Statistik pertumbuhan ekonomi dan angka-angka manis di atas kertas yang dipamerkan Presiden Prabowo baru saja dihantam kenyataan pahit dari sebuah kabupaten di NTT bernama Ngada. Seorang siswa SD memilih mengakhiri hidupnya hanya karena tak mampu membeli buku dan pulpen. Kejadian ini memicu Ketua BEM UGM, Tiyo Ardianto, untuk menulis surat “cinta” kepada UNICEF.
Isi suratnya tidak main-main. Tiyo tidak lagi bicara soal sopan santun birokrasi, melainkan langsung menuding hidung kekuasaan. Baginya, kematian bocah tersebut adalah bukti otentik bahwa pemerintah telah gagal total dalam menentukan prioritas kemanusiaan. Di saat triliunan rupiah digelontorkan untuk program populis, ada anak bangsa yang harus mati karena urusan alat tulis.
Surat Tiyo kepada UNICEF ini seolah menjadi tamparan keras bagi narasi “Indonesia Maju” yang kerap didengungkan. BEM UGM menilai Presiden Prabowo buta pada realitas lapangan dan enggan belajar dari tragedi kecil yang sebenarnya adalah kegagalan besar negara.
Mengatakan seorang presiden “bodoh” di hadapan badan PBB tentu punya konsekuensi politik yang panjang.
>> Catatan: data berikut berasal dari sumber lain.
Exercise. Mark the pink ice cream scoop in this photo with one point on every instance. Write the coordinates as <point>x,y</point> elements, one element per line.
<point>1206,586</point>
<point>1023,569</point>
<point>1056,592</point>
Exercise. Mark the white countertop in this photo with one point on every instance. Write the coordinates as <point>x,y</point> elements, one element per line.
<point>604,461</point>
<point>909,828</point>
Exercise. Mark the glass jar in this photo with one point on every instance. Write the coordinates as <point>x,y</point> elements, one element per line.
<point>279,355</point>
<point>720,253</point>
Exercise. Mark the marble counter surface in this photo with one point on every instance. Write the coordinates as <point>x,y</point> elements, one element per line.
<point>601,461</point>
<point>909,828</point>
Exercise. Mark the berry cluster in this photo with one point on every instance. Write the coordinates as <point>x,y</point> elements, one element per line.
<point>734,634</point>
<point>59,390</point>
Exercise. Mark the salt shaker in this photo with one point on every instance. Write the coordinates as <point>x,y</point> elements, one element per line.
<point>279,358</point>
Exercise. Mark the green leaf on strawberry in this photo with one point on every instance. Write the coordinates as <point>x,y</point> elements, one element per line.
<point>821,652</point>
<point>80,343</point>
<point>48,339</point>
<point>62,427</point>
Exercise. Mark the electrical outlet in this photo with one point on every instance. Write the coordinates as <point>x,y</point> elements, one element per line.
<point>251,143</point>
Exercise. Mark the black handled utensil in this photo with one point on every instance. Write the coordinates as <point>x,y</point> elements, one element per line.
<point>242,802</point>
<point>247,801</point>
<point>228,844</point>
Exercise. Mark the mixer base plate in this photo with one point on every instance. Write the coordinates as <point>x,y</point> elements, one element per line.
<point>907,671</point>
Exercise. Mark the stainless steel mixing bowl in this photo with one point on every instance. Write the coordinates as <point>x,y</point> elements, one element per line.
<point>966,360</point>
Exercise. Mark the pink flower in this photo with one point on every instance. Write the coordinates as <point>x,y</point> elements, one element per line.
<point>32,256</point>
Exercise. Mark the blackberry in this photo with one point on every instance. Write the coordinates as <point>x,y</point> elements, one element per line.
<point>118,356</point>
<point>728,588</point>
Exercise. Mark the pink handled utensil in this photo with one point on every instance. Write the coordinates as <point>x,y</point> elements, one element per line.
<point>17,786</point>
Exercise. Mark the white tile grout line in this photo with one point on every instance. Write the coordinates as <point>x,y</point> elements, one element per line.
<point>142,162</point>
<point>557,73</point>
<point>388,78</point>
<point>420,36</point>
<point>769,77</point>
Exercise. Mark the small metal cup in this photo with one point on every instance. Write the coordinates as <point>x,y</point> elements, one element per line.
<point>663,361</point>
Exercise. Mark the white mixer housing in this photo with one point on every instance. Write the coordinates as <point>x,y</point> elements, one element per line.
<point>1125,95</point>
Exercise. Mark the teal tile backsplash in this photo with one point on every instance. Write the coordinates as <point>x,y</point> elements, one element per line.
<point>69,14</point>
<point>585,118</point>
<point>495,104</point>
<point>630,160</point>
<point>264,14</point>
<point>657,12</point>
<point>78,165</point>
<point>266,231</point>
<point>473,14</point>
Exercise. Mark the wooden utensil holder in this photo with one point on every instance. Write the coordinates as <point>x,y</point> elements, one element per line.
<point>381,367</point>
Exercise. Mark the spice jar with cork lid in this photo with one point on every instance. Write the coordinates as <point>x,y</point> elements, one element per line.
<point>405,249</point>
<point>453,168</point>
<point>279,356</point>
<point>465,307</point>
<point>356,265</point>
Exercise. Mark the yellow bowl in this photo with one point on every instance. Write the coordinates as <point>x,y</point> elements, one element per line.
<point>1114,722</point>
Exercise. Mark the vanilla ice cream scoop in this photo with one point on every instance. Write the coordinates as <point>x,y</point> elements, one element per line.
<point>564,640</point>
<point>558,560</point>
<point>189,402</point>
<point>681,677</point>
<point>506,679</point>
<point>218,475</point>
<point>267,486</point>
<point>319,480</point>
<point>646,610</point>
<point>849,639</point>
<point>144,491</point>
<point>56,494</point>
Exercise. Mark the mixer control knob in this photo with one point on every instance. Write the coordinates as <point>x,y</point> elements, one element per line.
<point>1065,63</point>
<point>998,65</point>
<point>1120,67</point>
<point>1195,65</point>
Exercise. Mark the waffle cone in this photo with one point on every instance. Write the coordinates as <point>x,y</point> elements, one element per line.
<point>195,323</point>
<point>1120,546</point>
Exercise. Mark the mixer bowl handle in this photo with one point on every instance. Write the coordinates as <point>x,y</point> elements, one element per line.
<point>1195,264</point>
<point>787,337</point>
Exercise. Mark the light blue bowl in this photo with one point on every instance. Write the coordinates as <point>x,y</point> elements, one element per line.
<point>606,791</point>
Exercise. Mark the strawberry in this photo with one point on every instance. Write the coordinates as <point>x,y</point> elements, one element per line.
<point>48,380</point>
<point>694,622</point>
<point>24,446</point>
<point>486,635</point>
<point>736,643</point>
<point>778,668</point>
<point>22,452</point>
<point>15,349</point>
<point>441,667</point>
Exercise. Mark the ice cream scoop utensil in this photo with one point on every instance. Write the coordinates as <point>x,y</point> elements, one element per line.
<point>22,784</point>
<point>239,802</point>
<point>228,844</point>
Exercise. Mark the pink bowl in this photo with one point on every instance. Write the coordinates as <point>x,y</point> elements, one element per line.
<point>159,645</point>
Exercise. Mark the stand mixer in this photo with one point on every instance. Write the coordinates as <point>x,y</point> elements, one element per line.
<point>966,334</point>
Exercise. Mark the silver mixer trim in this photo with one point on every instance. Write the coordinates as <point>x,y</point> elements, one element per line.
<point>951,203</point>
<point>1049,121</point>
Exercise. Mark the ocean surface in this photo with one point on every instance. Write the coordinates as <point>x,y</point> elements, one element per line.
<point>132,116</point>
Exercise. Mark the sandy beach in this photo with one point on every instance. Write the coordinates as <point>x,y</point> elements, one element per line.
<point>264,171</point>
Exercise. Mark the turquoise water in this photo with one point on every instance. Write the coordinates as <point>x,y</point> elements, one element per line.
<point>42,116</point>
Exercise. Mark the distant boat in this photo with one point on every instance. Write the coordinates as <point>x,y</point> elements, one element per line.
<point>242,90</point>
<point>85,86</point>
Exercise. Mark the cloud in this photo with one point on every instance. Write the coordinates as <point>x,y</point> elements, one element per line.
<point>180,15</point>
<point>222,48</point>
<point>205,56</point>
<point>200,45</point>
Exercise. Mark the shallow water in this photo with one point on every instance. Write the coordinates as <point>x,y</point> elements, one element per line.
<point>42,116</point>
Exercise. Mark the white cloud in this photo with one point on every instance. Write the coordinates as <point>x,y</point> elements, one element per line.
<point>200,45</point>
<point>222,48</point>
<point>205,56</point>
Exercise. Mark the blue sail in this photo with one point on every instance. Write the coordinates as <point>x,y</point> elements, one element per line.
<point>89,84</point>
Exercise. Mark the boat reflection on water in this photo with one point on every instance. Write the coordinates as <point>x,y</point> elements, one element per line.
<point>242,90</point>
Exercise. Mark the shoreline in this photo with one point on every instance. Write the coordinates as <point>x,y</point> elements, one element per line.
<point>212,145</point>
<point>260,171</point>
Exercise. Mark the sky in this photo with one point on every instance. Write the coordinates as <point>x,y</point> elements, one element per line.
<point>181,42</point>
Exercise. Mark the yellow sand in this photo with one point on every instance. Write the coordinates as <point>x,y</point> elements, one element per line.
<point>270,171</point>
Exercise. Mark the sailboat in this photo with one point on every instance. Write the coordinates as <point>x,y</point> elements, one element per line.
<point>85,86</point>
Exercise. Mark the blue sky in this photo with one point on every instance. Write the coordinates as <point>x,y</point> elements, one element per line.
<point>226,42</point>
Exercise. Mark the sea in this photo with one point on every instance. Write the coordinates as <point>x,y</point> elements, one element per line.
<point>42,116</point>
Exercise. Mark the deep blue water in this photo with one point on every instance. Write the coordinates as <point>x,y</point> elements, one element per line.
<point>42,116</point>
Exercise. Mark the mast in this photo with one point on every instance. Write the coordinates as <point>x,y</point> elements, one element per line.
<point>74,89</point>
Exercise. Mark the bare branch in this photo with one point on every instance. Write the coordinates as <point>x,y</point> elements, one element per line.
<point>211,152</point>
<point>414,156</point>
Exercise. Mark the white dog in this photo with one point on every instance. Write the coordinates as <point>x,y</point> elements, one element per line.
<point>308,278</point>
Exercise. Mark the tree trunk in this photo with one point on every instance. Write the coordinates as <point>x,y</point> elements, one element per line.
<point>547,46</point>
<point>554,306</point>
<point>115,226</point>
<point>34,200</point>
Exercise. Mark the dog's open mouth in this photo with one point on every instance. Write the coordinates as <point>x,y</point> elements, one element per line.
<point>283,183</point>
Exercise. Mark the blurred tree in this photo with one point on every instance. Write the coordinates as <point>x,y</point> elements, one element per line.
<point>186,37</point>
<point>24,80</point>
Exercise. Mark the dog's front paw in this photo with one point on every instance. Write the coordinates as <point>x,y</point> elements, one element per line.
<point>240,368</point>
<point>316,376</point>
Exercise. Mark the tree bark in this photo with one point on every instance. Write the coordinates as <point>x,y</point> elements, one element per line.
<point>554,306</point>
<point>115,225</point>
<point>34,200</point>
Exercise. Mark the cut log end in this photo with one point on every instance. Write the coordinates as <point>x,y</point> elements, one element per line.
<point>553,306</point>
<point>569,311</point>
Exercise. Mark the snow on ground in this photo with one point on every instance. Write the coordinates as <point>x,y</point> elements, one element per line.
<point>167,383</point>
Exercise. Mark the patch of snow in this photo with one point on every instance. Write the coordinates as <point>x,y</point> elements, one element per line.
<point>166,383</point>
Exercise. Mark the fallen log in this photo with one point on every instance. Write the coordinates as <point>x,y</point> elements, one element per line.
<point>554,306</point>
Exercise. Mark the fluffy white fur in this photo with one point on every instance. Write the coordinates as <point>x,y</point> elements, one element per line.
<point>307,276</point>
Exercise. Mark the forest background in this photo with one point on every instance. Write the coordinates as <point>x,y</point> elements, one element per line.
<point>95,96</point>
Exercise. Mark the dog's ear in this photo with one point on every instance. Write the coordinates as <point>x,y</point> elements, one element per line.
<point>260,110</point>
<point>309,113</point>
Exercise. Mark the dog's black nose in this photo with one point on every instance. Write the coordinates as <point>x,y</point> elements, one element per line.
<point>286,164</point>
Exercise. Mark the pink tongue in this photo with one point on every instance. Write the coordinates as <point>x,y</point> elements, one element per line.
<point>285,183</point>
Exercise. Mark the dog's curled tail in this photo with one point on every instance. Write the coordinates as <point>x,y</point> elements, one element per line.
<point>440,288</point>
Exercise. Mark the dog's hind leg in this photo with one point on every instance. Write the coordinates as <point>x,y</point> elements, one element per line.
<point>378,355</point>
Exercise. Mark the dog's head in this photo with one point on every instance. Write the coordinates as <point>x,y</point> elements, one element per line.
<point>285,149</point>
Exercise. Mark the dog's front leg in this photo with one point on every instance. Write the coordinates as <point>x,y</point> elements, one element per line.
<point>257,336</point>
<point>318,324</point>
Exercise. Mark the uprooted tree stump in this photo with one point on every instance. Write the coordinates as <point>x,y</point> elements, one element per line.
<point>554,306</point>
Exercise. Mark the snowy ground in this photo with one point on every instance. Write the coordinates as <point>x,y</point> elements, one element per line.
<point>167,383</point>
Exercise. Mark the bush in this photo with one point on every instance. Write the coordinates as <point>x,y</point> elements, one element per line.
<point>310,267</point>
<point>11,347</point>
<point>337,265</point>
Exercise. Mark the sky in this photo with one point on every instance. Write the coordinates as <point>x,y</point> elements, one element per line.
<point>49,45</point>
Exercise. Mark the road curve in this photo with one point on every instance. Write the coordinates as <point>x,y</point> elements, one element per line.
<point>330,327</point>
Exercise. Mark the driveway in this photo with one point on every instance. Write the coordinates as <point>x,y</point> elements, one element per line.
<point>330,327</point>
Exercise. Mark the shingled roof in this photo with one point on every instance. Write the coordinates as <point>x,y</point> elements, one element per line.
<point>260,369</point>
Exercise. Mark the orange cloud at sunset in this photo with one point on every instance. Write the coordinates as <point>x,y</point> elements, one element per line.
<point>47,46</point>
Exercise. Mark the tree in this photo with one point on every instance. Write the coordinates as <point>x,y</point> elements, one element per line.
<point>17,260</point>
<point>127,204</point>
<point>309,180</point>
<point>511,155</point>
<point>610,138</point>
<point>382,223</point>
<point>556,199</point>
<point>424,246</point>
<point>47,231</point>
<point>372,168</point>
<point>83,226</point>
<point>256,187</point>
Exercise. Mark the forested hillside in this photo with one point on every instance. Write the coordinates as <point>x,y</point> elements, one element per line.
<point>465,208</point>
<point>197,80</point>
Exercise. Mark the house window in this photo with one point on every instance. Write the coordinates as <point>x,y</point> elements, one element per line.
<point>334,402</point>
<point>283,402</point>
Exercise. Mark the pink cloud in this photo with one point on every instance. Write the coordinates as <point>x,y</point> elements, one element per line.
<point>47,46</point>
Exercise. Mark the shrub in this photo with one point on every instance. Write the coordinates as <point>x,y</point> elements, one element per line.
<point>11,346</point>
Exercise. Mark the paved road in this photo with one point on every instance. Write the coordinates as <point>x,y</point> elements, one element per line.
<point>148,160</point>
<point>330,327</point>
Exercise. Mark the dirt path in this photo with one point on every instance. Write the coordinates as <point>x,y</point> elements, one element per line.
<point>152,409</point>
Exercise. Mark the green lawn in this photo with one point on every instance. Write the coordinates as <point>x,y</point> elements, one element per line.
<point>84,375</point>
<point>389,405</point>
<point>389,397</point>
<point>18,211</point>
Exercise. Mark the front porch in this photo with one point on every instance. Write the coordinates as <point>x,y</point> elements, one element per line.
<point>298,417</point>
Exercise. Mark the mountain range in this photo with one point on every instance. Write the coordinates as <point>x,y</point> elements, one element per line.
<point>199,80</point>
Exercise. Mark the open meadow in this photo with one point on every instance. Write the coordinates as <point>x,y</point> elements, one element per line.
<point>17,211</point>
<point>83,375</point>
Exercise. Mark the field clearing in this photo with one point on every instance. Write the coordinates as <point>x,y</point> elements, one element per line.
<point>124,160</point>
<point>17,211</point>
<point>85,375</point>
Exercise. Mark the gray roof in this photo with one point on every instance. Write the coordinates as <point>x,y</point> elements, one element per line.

Namun bagi mahasiswa, ini adalah bentuk keputusasaan yang sudah mencapai puncaknya. Apa gunanya makan gratis setiap hari jika biaya pendidikan dasar masih membuat nyawa melayang? Program Rp1,2 triliun per hari itu kini dipandang bukan sebagai solusi, melainkan sebagai “ladang korupsi” yang menggerogoti hak dasar anak-anak di pelosok seperti Ngada.
Selamat berurusan dengan UNICEF, Pak Presiden. Semoga surat dari Bulaksumur ini bisa membuat kacamata pemerintah lebih jernih melihat mana yang benar-benar “bergizi” bagi bangsa: makanan di piring, atau harapan di ujung pulpen.